About an hour’s drive west of Albuquerque, along Interstate 40, is a soothing and visually interesting road trip that leads to Sky City Casino, off the exit 102. Amid a warm and friendly atmosphere, the casino offers some of the hottest and newest slot machines, latest Vegas-style table games, live bingo and live entertainment.
There’s no need to scamper off to hit the road back home because Sky City Casino Hotel offers cozy rooms with plenty of amenities. The AAA-affiliated Triple Diamond-rated hotel rooms and suites offer beautiful scenic views of Mount Taylor and the surrounding high-desert landscape. The distinctive Southwestern architecture of the venue is a view in itself. Venture to the outdoor courtyard, fitness room and the heated pool and hot tub.
“Sky City Hotel is your home base for exploring this beautiful western region of New Mexico,” said David Baumgartner, Sky City general manager.
Start with Acoma Pueblo, atop a sandstone bluff, hike historic Chaco Canyon and finish with a cruise down old Route 66.
For the more outdoorsy types, Sky City has an RV park where you can park your RV and catch a shuttle to and from the casino. RV check-in is from 9 a.m.-9 p.m. at the Sky City hotel front desk. Shuttle services are upon request so let the front desk know whether the service will be needed.
Off the Sky City Casino Hotel premises awaits a memorable day trip to the Sky City Cultural Center and Haak’u Museum. There you can take a tour of the beautiful and majestic Acoma Sky City. Acoma Pueblo is part of New Mexico’s cultural heritage and is one of the oldest continuously inhabited settlements in North America, according to a Sky City news release.
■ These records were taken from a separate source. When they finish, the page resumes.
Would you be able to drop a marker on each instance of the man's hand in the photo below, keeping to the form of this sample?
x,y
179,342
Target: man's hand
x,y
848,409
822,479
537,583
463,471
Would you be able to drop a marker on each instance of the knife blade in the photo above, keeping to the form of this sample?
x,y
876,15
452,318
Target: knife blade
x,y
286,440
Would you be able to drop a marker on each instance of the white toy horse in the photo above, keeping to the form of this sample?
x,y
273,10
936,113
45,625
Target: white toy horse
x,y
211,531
It also is the 28th historic site designated by the National Trust for Historic Preservation and has been voted the Top Best Native American Experience by USA Today, the release adds.
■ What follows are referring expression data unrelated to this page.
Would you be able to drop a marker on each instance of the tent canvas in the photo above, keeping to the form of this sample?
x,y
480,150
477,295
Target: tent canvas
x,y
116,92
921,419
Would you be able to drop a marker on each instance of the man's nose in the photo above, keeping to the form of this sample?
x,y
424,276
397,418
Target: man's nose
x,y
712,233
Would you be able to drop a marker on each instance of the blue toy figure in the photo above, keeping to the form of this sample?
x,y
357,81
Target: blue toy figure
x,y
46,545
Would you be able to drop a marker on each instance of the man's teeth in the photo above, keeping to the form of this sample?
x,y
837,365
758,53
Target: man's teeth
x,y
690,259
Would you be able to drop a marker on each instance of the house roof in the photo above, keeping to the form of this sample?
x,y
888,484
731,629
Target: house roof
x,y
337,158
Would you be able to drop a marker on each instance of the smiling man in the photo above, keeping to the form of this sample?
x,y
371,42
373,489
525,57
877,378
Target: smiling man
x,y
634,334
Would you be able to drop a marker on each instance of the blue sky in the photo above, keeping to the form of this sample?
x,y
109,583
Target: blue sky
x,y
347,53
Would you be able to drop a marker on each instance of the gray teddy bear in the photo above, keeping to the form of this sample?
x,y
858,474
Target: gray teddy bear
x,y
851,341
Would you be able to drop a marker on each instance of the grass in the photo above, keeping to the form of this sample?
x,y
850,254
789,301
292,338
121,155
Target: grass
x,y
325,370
Take a tour of Sky City Cultural Center for varied admission prices depending on what type of tour you take. For group rates and other information, contact coordinator Melvin Juanico at 505-552-7869.
Year-round there are always public events happening on Acoma Pueblo, including the Officers’ Feast in early February, the Santa Maria Feast in McCarty on the first Sunday of May and the San Lorenzo Feast in Acomita on Aug. 10. In September, there is the San Esteban Feast-Harvest Dance on Sept. 2 and the Annual Tour de Acoma Bike Race on the third Sunday of September.
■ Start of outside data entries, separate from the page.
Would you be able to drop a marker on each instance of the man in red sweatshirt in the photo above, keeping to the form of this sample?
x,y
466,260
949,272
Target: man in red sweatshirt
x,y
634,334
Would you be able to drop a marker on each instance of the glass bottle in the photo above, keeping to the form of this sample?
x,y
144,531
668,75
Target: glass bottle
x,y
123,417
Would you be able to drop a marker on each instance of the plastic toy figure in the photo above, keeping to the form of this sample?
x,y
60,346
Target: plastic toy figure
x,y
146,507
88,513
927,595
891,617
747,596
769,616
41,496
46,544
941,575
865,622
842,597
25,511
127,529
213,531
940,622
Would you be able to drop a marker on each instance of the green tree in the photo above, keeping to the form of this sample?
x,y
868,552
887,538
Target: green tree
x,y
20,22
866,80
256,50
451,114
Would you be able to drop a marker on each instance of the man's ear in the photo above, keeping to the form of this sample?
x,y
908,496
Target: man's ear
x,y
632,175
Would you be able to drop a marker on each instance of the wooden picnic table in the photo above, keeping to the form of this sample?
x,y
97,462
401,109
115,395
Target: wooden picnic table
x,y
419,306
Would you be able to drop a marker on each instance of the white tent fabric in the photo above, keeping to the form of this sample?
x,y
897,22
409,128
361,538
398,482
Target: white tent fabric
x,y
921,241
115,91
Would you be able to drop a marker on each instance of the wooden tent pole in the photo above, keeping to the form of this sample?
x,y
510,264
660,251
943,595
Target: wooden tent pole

Coming up is the beautiful luminarias event on Dec. 24 where about 2,000 luminarias line the road leading to Acoma Pueblo. On Dec. 25 through 28 admire traditional dances inside San Esteban Del Rey Mission.
Acoma is well-known for its traditional pottery. Let the Haak’u Museum and Sky City Cultural Center educate you on the culture and tradition of Acoma pottery. Learn how the pottery was used for everyday functions from water to seed storage, to cooking and eating.
Understand the meaning of the patterns, designs and color as well as what the pottery symbolizes. And, learn about the innovation of modern and contemporary artwork, according the news release.
There is still more to venture to and explore in the surrounding Cibola County area. Head over to the Chaco Culture National History Park and walk through the valley of an ancestral Pueblo culture that was once a thriving society thousands of years ago.
Take a hike to Mount Taylor, which peaks at 11,301 feet in the Cibola National Forest. Take a look at the depths and beauty of the Bandera Volcano, which erupted 12,000 years ago or walk to the bottom of Ice Cave, a lava tube filled with permanent ice. Also in the general area is El Mapais National Conservation Area, where New Mexico’s largest natural arches, La Ventana arch, stands.